Medications you fill on an ongoing basis could cost you less by filling them at a participating Retail-90 pharmacy or through CVS Caremark Mail Service. You make fewer trips to the pharmacy and only need to make one payment every three months. There are several ways to get a 90-day supply of the drugs you take regularly for ongoing conditions. Find a list of Retail-90 pharmacies by going to info.caremark.com/stateoftn.

Maintenance drugs
Under the maintenance medication benefit, you can get a 90-day supply of certain drugs from a Retail-90 or mail-order pharmacy at a reduced cost. If you fill a 30-day supply, your regular copayment or coinsurance applies and for Consumer-driven Health Plan members, the deductible is not bypassed.

The maintenance medication benefit applies to drugs in the following classes: coronary artery disease, congestive heart failure, hypertension, diabetes, asthma/COPD, depression, statins used for high cholesterol and osteoporosis. 

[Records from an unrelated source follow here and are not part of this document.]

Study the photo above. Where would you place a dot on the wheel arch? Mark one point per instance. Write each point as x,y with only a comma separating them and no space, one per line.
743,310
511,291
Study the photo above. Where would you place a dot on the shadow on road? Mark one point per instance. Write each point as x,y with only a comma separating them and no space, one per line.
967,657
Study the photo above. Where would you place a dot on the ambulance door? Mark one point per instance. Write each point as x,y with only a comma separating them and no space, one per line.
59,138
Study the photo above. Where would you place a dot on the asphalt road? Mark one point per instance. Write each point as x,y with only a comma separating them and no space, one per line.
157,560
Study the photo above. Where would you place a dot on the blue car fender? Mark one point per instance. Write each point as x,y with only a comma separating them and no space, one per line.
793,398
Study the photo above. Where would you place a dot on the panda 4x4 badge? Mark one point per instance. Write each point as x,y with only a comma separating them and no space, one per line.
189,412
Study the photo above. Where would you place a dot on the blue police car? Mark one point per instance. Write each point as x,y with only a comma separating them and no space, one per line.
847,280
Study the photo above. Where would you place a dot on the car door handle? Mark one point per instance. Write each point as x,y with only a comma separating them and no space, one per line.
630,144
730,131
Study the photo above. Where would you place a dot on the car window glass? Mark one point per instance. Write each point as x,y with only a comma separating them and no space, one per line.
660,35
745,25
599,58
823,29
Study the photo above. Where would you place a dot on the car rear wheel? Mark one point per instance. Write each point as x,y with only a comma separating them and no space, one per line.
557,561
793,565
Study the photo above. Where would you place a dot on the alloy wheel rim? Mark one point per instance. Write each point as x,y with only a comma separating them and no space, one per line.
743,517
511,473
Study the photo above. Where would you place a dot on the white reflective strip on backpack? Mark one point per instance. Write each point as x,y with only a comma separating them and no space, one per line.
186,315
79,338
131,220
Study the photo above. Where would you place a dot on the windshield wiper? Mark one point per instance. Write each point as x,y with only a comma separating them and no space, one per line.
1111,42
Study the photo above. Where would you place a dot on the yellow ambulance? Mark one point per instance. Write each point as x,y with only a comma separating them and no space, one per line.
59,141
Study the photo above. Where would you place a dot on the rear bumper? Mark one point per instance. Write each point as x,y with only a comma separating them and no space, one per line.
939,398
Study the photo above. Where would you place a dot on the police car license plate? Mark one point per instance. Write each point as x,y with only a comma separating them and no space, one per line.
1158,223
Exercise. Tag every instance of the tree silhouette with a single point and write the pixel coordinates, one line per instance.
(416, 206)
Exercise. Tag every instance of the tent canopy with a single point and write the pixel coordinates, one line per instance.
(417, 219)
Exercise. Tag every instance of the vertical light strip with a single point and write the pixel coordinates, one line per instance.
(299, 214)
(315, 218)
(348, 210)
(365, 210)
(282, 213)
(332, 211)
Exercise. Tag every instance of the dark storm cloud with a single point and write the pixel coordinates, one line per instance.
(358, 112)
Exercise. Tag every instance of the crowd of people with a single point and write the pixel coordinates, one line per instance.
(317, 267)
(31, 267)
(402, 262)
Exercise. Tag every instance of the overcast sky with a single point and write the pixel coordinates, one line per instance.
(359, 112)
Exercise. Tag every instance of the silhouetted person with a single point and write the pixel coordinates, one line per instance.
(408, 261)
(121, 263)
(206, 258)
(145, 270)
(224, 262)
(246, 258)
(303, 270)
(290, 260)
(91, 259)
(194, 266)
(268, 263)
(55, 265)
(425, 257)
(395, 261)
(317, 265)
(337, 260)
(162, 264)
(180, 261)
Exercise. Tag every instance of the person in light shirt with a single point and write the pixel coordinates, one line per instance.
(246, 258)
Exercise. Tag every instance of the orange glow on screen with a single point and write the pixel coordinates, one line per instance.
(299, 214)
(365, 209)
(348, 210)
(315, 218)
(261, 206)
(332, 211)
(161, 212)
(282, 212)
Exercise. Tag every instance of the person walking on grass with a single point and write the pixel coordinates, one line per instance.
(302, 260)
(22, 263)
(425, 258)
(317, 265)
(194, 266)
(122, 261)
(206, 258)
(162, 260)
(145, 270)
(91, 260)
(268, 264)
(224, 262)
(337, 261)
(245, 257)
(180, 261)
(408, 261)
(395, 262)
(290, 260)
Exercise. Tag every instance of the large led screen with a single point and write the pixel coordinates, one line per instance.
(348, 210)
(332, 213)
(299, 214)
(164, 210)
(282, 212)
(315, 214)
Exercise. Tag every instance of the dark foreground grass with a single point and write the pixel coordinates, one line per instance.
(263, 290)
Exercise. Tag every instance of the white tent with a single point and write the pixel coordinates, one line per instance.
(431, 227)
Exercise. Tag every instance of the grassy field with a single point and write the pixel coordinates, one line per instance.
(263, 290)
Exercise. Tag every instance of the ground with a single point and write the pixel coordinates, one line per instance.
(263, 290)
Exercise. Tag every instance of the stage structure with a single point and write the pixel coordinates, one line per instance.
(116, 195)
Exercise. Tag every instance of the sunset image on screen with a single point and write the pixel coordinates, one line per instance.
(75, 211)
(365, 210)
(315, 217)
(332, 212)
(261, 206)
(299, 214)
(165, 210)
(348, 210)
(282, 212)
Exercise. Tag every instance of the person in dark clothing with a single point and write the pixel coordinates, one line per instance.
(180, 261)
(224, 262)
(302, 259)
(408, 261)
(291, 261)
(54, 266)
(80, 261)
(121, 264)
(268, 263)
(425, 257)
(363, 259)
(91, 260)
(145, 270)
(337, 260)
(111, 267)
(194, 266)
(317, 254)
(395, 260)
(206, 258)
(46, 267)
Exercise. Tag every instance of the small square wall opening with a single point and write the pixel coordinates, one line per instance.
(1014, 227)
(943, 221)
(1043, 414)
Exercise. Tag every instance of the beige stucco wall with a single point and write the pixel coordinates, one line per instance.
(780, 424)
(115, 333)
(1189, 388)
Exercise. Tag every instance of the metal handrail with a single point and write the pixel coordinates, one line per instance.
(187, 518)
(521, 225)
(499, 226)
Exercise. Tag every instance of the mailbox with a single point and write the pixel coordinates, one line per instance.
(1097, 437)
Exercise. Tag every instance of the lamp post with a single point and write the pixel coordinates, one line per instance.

You will pay a reduced copay or coinsurance for certain medications in these classes if you fill them in a 90-day supply through either mail order OR at one of the participating Retail-90 pharmacies found here:  https://www.caremark.com/portal/asset/Mail_Retail_Network_Listing.pdf.

 

Pharmacy Benefits

Members have the right to appeal a denial made by CVS Caremark. There are three levels of appeal available:

  • First Level Appeal — If the member's prescription requires prior authorization, and the request is denied because it does not meet their plan's approved criteria for use of the medication, the member may choose to appeal the denial. The member or their authorized representative may request that CVS Caremark re-review the request along with any additional clinical information that the member's physician provides. If this appeal request is not approved, the member will receive a letter explaining the decision and providing information about how to request a second level internal appeal from CVS Caremark.
  • Second Level Appeal — If the member's first level appeal is denied, the member or their authorized representative may choose to request that CVS Caremark review the case and determine whether the drug is medically necessary for the member's treatment. CVS Caremark will review the case and any additional clinical information provided by the member's physician to make this determination. If this appeal is not approved, the member will receive a letter explaining the decision and providing information about how to request an external review of their case from an independent review organization.
  • External Review — If the member's second level internal appeal is denied, the member or their authorized representative may choose to request that an independent review organization review the case and make a final determination. The independent review organization will communicate their decision to the member. This decision will be final and binding on the member, the plan and CVS Caremark.